Saturday, February 21, 2009

PHP: how to make amendments to a CSV file

in my third article for today i want to write about a problem i had with a massive csv file the other night:

i got this big CSV file which contains over 3300 lines of entries. those entries include a date, but i can't use that date for sorting. first of all it's written among a string of other details; it's written as 20 February 2000 or February 20, 2000 or February 20 2000. that's 3 different ways. i decided that i needed another column in my CSV file where i'd store the date as a sortable value. i found that a leading id-number was followed by 3 whitespaces, and that those 3 whitespaces were otherwise not used in the document. so i decided to open my CSV file with WordPad and change the 3 whitespaces to 2 pipes thus: ||. inbetween those pipes i would store the date value i want to use for sorting. i spent about 2 nights entering the date by copying and pasting it right there when on the second night my screen got stuck again and i had to re-start my computer. i was just paging down the document when it happened; and i thought that i had just saved the document.

after re-starting my laptop i found out that the document had been in the process of saving when the screen got stuck. only a third of this document was still available to me. of course i had some kind of a backup copy, but that was the copy without the pipes. now i had to decide: do i start from scratch or am i going to look around for a script that could maybe do it with PHP which i wanted to do all the while anyway?.

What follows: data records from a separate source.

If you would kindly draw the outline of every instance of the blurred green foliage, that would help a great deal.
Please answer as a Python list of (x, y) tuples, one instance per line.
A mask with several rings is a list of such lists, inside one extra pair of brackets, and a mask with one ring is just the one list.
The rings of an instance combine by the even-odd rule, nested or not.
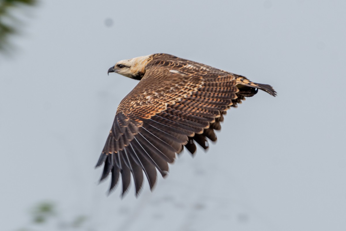
[(52, 228), (57, 230), (89, 230), (85, 226), (86, 216), (79, 215), (66, 221), (58, 210), (56, 204), (52, 202), (38, 203), (30, 210), (30, 223), (16, 231), (36, 231), (43, 229), (52, 230)]
[(0, 0), (0, 52), (8, 52), (11, 44), (9, 36), (18, 33), (21, 21), (13, 10), (25, 6), (33, 6), (37, 0)]

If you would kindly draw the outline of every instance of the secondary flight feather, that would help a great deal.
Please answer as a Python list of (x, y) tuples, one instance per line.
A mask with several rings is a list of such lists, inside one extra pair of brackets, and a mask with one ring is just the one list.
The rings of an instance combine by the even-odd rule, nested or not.
[(104, 163), (100, 181), (111, 174), (110, 192), (121, 178), (122, 195), (131, 175), (138, 195), (143, 173), (152, 189), (156, 169), (166, 176), (184, 147), (207, 149), (226, 111), (245, 97), (258, 89), (276, 95), (270, 85), (166, 54), (122, 60), (108, 72), (139, 80), (119, 105), (96, 165)]

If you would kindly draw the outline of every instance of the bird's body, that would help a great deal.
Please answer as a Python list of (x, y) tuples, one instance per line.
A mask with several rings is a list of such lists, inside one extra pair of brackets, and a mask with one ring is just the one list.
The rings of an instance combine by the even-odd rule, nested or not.
[(140, 80), (118, 107), (97, 165), (105, 163), (101, 180), (111, 172), (110, 189), (121, 175), (123, 195), (130, 173), (138, 194), (143, 171), (152, 188), (156, 169), (165, 176), (184, 146), (192, 154), (194, 141), (207, 149), (206, 138), (216, 141), (214, 130), (230, 107), (258, 89), (276, 94), (270, 85), (165, 54), (122, 60), (109, 72)]

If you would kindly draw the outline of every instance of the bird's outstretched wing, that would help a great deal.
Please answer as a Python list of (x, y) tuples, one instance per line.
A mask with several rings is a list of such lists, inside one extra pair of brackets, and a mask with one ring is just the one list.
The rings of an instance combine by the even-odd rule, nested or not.
[(169, 55), (157, 54), (143, 78), (121, 101), (97, 166), (104, 163), (101, 180), (111, 172), (110, 191), (121, 176), (122, 195), (132, 173), (136, 195), (144, 172), (151, 189), (157, 169), (169, 170), (184, 145), (191, 153), (194, 141), (204, 149), (207, 138), (216, 140), (214, 130), (230, 106), (258, 88), (275, 96), (273, 88), (245, 77)]

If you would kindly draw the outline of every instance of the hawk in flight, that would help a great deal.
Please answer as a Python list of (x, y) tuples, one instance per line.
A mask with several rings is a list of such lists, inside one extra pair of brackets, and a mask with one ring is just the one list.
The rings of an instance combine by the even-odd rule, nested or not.
[(104, 163), (100, 181), (111, 173), (110, 192), (121, 177), (123, 196), (131, 174), (138, 195), (143, 172), (152, 189), (156, 169), (165, 177), (184, 146), (207, 149), (230, 107), (258, 89), (276, 95), (270, 85), (166, 54), (122, 60), (108, 72), (139, 80), (118, 106), (96, 165)]

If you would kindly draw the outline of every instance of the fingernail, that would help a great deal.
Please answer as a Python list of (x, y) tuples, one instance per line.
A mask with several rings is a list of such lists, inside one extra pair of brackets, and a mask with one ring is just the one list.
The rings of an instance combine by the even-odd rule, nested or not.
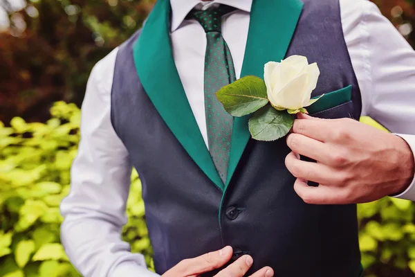
[(229, 251), (229, 247), (225, 247), (219, 250), (219, 256), (225, 256)]
[(252, 265), (252, 262), (254, 262), (254, 260), (252, 260), (252, 258), (251, 258), (250, 256), (248, 256), (246, 257), (246, 259), (245, 260), (245, 262), (246, 262), (246, 265), (248, 267), (250, 267), (251, 265)]

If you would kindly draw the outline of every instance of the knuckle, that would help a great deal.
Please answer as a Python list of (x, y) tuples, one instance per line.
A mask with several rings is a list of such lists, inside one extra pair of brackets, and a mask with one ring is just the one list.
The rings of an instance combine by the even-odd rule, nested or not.
[(349, 161), (346, 153), (337, 151), (331, 154), (331, 161), (334, 166), (342, 166), (347, 163)]
[(314, 204), (314, 199), (313, 199), (309, 193), (303, 193), (302, 195), (300, 195), (300, 197), (306, 204)]
[(204, 270), (211, 271), (216, 269), (215, 259), (212, 253), (208, 253), (203, 255)]
[(295, 177), (298, 178), (301, 175), (302, 168), (301, 166), (299, 166), (299, 165), (297, 163), (292, 163), (290, 165), (288, 170)]
[(345, 141), (349, 140), (350, 137), (349, 130), (344, 127), (338, 128), (333, 135), (335, 141)]
[(352, 177), (349, 173), (345, 172), (340, 172), (338, 174), (336, 178), (337, 185), (339, 186), (346, 186), (351, 179)]
[(342, 195), (342, 203), (352, 203), (354, 200), (356, 193), (353, 193), (353, 190), (347, 188), (343, 190), (343, 193)]

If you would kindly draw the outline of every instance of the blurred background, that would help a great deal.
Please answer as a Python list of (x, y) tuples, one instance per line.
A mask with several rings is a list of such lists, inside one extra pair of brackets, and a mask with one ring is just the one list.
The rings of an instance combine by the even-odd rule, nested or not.
[[(94, 64), (140, 27), (154, 1), (0, 0), (0, 276), (80, 276), (59, 238), (79, 107)], [(415, 46), (415, 1), (374, 1)], [(151, 267), (136, 172), (131, 182), (123, 238)], [(366, 276), (415, 276), (414, 213), (396, 199), (359, 205)]]

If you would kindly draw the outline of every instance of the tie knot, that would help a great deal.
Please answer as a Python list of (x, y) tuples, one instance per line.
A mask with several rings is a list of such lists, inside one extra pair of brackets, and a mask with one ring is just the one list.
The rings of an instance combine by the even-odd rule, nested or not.
[(190, 15), (201, 24), (205, 32), (221, 33), (222, 16), (234, 10), (234, 8), (229, 6), (219, 5), (217, 8), (210, 8), (206, 10), (192, 10)]

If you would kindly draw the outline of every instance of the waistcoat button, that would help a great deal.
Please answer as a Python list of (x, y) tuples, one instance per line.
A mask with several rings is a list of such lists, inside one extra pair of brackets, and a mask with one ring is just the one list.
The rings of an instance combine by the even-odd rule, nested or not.
[(234, 220), (238, 217), (238, 215), (239, 215), (239, 211), (237, 208), (237, 207), (231, 206), (226, 208), (225, 215), (230, 220)]

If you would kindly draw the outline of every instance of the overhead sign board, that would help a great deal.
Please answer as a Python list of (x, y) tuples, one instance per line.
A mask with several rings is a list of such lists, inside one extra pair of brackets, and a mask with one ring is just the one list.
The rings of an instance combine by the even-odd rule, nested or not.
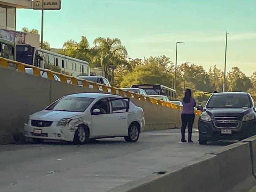
[[(42, 0), (34, 0), (33, 9), (42, 9)], [(61, 0), (43, 0), (43, 8), (45, 10), (59, 10), (61, 8)]]

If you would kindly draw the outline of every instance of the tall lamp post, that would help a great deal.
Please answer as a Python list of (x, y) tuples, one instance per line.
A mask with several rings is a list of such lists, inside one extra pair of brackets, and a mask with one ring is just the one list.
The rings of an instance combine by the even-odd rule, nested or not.
[(186, 62), (184, 64), (185, 64), (185, 68), (184, 69), (184, 92), (185, 92), (185, 89), (186, 89), (186, 68), (187, 66), (187, 64), (192, 63)]
[(183, 42), (176, 42), (176, 58), (175, 59), (175, 74), (174, 77), (174, 89), (176, 89), (176, 79), (177, 76), (177, 56), (178, 55), (178, 44), (185, 44)]
[(228, 31), (226, 31), (226, 44), (225, 48), (225, 62), (224, 63), (224, 80), (223, 81), (223, 92), (225, 92), (225, 88), (226, 88), (226, 63), (227, 62), (227, 46), (228, 42)]
[(44, 0), (42, 0), (42, 22), (41, 26), (41, 49), (44, 42)]

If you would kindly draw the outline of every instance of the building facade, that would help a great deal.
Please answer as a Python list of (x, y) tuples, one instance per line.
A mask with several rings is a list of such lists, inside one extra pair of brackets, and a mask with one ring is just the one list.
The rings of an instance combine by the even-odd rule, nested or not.
[(32, 0), (0, 0), (0, 29), (15, 30), (16, 9), (32, 7)]

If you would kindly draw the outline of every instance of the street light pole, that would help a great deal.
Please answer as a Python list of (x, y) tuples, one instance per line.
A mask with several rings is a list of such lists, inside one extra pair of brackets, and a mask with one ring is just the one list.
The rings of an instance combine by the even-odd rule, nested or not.
[(190, 63), (192, 63), (186, 62), (184, 63), (185, 64), (185, 68), (184, 70), (184, 92), (185, 92), (185, 90), (186, 89), (186, 68), (187, 66), (187, 64), (189, 64)]
[(42, 0), (42, 25), (41, 26), (41, 49), (44, 42), (44, 0)]
[(185, 43), (183, 42), (176, 42), (176, 58), (175, 58), (175, 74), (174, 77), (174, 87), (175, 90), (176, 89), (176, 79), (177, 76), (177, 56), (178, 55), (178, 44), (184, 44)]
[(225, 49), (225, 62), (224, 63), (224, 80), (223, 81), (223, 89), (222, 90), (223, 92), (225, 92), (225, 88), (226, 86), (226, 63), (227, 62), (227, 45), (228, 42), (228, 31), (226, 31), (226, 48)]

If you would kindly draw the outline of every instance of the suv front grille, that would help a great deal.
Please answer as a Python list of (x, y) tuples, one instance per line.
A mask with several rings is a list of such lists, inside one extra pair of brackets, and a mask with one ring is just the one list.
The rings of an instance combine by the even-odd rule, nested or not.
[(216, 117), (213, 119), (213, 123), (218, 128), (236, 128), (239, 125), (238, 117)]
[(34, 127), (50, 127), (52, 123), (52, 121), (38, 121), (37, 120), (31, 120), (31, 125)]

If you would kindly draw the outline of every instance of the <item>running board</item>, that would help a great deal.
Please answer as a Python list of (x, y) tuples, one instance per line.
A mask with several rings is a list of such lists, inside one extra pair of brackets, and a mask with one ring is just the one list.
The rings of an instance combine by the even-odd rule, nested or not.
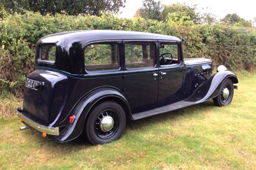
[(168, 105), (165, 105), (163, 107), (160, 107), (153, 110), (147, 111), (145, 112), (136, 113), (132, 114), (132, 120), (136, 120), (142, 119), (146, 117), (149, 117), (154, 115), (157, 115), (159, 114), (167, 112), (170, 111), (172, 111), (174, 110), (177, 110), (179, 109), (181, 109), (185, 107), (188, 107), (189, 105), (195, 105), (196, 103), (192, 102), (188, 102), (188, 101), (180, 101), (174, 104), (172, 104)]

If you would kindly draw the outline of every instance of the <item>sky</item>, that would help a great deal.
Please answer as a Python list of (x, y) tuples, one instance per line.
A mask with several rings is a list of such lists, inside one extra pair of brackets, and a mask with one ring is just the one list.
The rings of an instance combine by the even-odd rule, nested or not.
[[(198, 12), (202, 8), (207, 8), (216, 16), (218, 20), (223, 19), (226, 15), (236, 13), (240, 17), (253, 21), (256, 17), (256, 1), (255, 0), (161, 0), (163, 4), (172, 4), (176, 3), (186, 3), (193, 6), (197, 4)], [(126, 0), (125, 7), (120, 10), (120, 17), (132, 18), (137, 10), (142, 6), (142, 0)]]

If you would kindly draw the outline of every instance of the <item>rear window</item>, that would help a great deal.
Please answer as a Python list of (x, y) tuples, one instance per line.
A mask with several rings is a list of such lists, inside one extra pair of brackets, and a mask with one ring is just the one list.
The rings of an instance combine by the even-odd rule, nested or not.
[(56, 47), (55, 44), (46, 44), (40, 46), (40, 59), (42, 61), (55, 62)]

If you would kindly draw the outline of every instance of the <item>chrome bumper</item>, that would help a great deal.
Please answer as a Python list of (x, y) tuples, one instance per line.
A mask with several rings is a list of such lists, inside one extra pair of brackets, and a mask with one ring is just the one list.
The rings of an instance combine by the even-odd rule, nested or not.
[(18, 115), (18, 117), (22, 120), (21, 122), (29, 127), (31, 127), (40, 132), (45, 133), (49, 135), (60, 135), (59, 127), (54, 128), (43, 126), (25, 116), (22, 112), (19, 111), (17, 112), (17, 114)]

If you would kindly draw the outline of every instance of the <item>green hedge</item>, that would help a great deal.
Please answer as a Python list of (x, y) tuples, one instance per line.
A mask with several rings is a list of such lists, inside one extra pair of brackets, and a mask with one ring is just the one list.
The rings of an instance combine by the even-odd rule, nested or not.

i was a bit upset about all this since it was such a boring job to do and i knew i would be glad once i'd reached the end of the file.

alright, let me search the internet for some kind of a solution that may come close to what i want to achieve. now, what am i going to search for? how about php amend csv file?

in a german forum i found someone who tried to search for results in a CSV document: http://forum.de.selfhtml.org/archiv/2008/5/t171322/.

i started playing with that one. the person couldn't get his script to work.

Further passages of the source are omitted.